Multilevel Caching Strategy
Posted by John Kleijn • Saturday, May 24. 2008 • Category: PHPWhether you're running your application as daemon or your using a caching server, homebrew (in that case you probably want to use the shmop extension, which will save you the trouble of creating a PHP script daemon) or third party such as Memcached, there is a limit to the amount of memory you can use.
You may want to cache some items practically indefinitely, like keeping a visitor's session for 6 months. Keeping the session in memory for that time is of course ludicrous. Also, should your daemon handling caching crash, or need a reboot, bye bye data. The solution to this is to implement multilevel caching strategy.

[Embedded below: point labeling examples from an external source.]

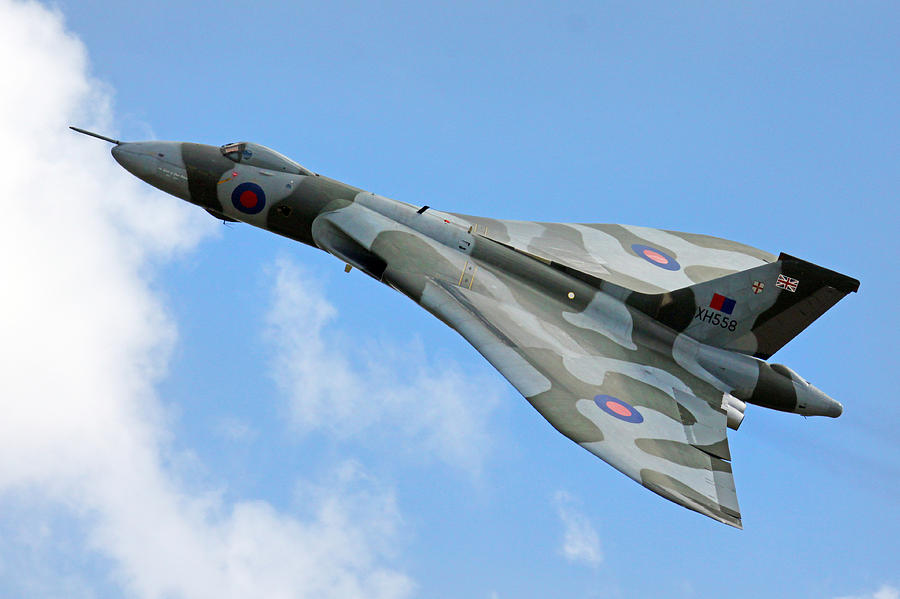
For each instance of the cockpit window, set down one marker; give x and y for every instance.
(233, 151)
(260, 156)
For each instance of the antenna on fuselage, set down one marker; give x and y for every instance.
(97, 135)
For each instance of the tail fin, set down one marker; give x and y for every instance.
(755, 311)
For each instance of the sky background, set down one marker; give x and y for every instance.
(192, 409)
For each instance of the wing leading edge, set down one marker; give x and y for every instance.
(642, 414)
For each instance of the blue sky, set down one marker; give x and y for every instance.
(206, 410)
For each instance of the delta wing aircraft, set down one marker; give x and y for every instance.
(641, 345)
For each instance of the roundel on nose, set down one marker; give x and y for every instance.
(248, 198)
(655, 256)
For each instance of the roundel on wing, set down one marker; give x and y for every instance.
(248, 198)
(655, 256)
(618, 408)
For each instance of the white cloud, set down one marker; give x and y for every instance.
(884, 592)
(343, 384)
(580, 540)
(83, 441)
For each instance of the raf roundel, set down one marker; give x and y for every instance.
(248, 198)
(618, 408)
(655, 256)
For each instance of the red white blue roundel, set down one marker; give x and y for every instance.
(655, 256)
(618, 408)
(249, 198)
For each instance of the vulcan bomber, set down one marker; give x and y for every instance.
(643, 346)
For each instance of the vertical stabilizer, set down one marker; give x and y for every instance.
(756, 311)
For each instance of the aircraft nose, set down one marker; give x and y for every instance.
(159, 163)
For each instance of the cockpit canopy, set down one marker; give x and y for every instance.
(260, 156)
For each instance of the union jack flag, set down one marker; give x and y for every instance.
(787, 283)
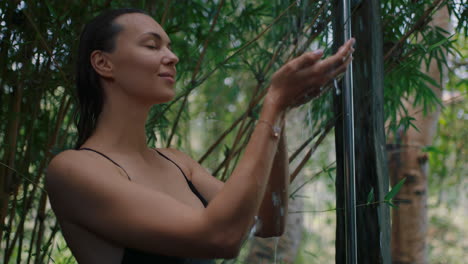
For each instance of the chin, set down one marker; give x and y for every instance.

Take a look at the following sequence diagram, which illustrates getting an (old) item from cache.

If you know your Design Patterns, you'll recognize a tiny Chain of Responsibility pattern in this example. In essence, we compose a chain of two objects, breaking on the first object that can handle the request. If you look near the bottom of the diagram, you'll notice that after retrieving an item, it is moved to the top of the chain. This done under the assumption that the item will be used more often in this time frame. The item is placed at the top of the stack of the first cache, and will continue to placed there by the top level cache, each time it gets accessed. The stack has a fixed length, so adding new items to it will pop off the least frequently used. The handler will then put it in the next cache in the chain. This is a crude implementation of the LFU (Least Frequently Used) strategy, which doesn't work.

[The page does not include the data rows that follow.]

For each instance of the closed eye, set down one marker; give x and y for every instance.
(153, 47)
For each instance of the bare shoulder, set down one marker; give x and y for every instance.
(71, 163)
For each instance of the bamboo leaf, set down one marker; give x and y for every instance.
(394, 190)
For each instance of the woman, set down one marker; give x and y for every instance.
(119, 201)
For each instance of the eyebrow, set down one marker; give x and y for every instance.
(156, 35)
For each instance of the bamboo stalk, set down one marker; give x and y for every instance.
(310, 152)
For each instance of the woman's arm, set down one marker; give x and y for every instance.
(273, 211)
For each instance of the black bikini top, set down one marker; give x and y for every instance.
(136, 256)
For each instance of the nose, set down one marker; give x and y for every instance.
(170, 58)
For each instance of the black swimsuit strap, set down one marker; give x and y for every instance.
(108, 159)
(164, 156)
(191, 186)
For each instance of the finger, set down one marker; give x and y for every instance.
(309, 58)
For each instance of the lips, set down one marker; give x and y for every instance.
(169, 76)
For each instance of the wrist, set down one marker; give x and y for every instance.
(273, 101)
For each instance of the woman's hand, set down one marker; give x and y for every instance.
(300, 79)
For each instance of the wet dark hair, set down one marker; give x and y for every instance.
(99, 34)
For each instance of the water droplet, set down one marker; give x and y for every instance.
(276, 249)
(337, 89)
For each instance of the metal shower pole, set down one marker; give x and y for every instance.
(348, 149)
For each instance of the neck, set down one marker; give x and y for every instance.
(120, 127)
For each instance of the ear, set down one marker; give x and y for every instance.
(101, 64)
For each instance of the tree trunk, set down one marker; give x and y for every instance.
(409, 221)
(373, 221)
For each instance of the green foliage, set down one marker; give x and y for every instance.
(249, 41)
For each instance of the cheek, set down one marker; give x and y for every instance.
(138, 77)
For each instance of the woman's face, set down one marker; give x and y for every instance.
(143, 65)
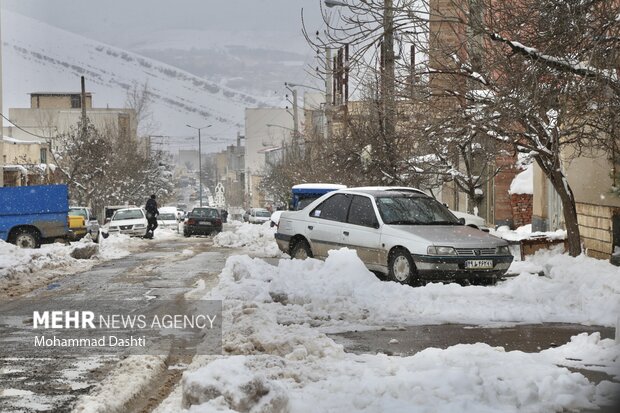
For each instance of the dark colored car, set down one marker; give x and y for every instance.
(203, 221)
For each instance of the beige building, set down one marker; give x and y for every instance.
(265, 129)
(25, 146)
(54, 113)
(25, 163)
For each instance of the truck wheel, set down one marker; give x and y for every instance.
(401, 267)
(301, 250)
(26, 238)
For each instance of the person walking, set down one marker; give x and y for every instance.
(151, 216)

Hold on, did he say "which doesn't work"? Yes, I did. The problem with this approach is that once the top level is full, every new addition to it will cause both a get and a put operation. With a three level (or more) cache, you risk cascading put operations. There is no solution to this in a single-threaded environment (that I can think of), other than being lenient with the amount of space the top level cache can use, and let garbage collection 'enforce' the limit. That means we no longer have a hard limit, but it also means our caching mechanism is as fast as it possibly can be. It's still risky, especially running an application daemon. The following implementation should be regarded as 'food for thought', nothing more, nothing less.

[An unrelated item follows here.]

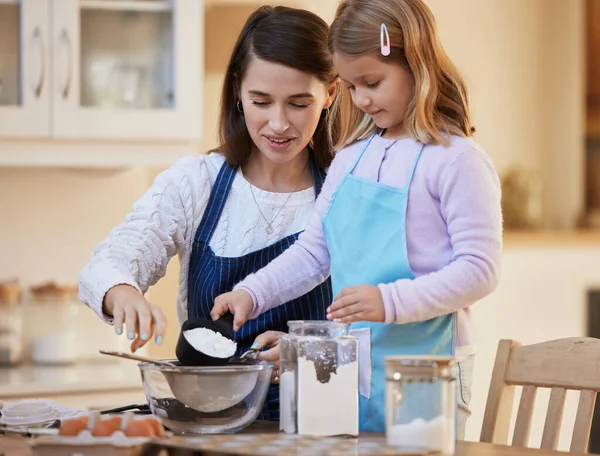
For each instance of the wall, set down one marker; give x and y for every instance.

To illustrate the massive difference between caching in memory and caching in files, here are some test results of the two:
Average time to complete 'get' (500 subsequent tests)
Kept in memory: 0.00009136 - 100%
File based: 0.00022914 - 250,81%
Note that in this test, there is only a little a overhead from unserializing with file based caching. Both classes use a simple meta object to store caching data, the test data is just a simple integer. In a real life scenario, the data itself has to be serialized too. So the difference is likely to be even more. Also note that when using a 'remote' caching daemon, the difference is likely to be less, since it too has to serialize its data, and has network overhead.
I found it pretty hard to produce some solid test results using different methods of fetching items (see 'get' method in Cache supertype). But I can say that all methods produced a result a little slower than 'memory only' caching, yet considerably faster than 'file only' caching. The results ranged between 0.00009 and 0.000017, not including garbage collection. The higher numbers are a result of items being 'pulled'.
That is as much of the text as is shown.